Free Novel Read

The Extraordinaries Page 6


  “Yeah,” Nick said. “I know. Cool. Why don’t you live with your mom and dad?”

  “They died,” the boy said, dipping his plastic spoon into the pudding cup. “When a train crashed. I was with them, but I don’t remember.”

  And since Nicholas Bell was six years old, he didn’t understand the concept of death. It was too big for him to grasp, so he said, “Oh. Was it a big train?”

  The boy shrugged. “Maybe. Probably the biggest train.”

  That was enough to confirm it for Nick. “We should be best friends. Forever.”
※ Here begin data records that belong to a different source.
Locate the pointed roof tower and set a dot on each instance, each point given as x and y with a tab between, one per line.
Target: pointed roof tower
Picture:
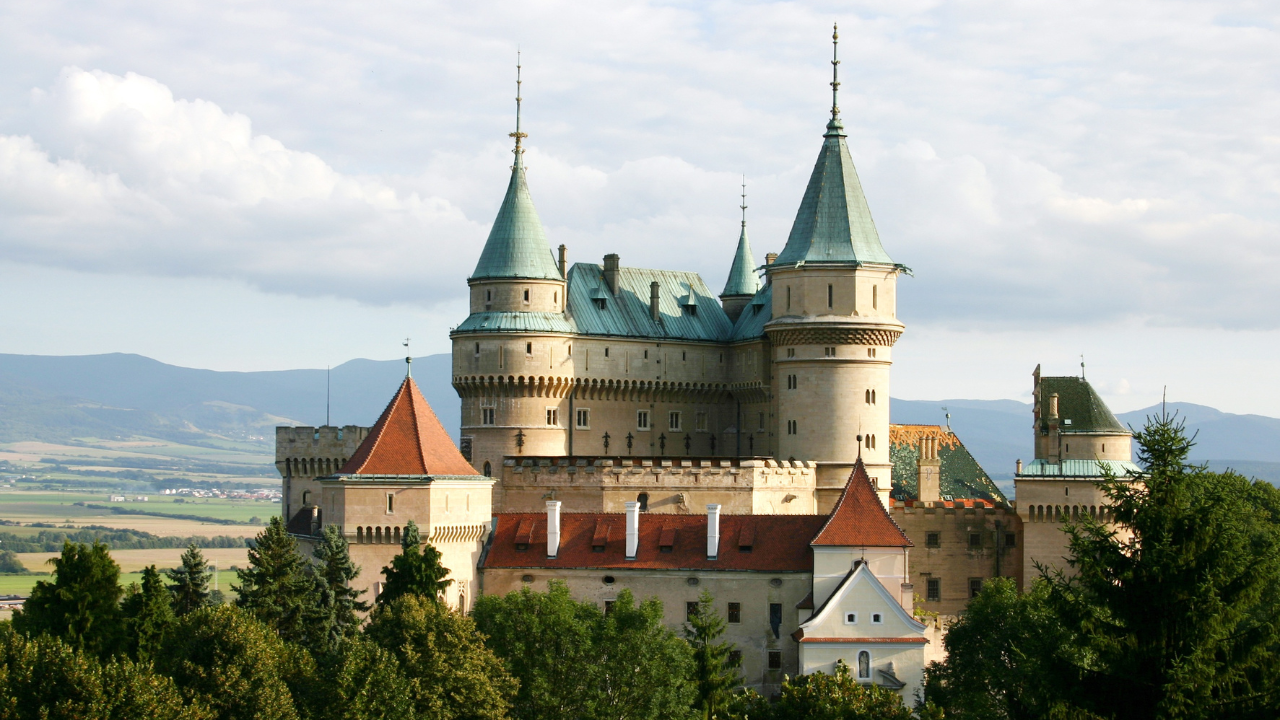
407	440
741	274
833	223
859	519
517	246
  The boy looked at him, spoon hanging from his mouth. “Forever?” he said through a mouthful of pudding.

  Nick nodded solemnly. “Forever.”

  And from that point on, he never left Seth’s side.

  * * *

  Here he was, ten years later, vexed by his ex-sort-of-boyfriend, chasing after his best friend after they’d argued over Nick’s Extraordinaries obsession, an ache in his chest that he couldn’t quite explain. He didn’t like it when Seth was upset, he never had. It didn’t happen very often, but when it did, Nick felt like hunting down and killing whatever caused it. Nick decided a long time ago that Seth needed to be protected at all costs. He wore bow ties and loafers and could recite the Greek alphabet backwards, and there was no one like him in the world.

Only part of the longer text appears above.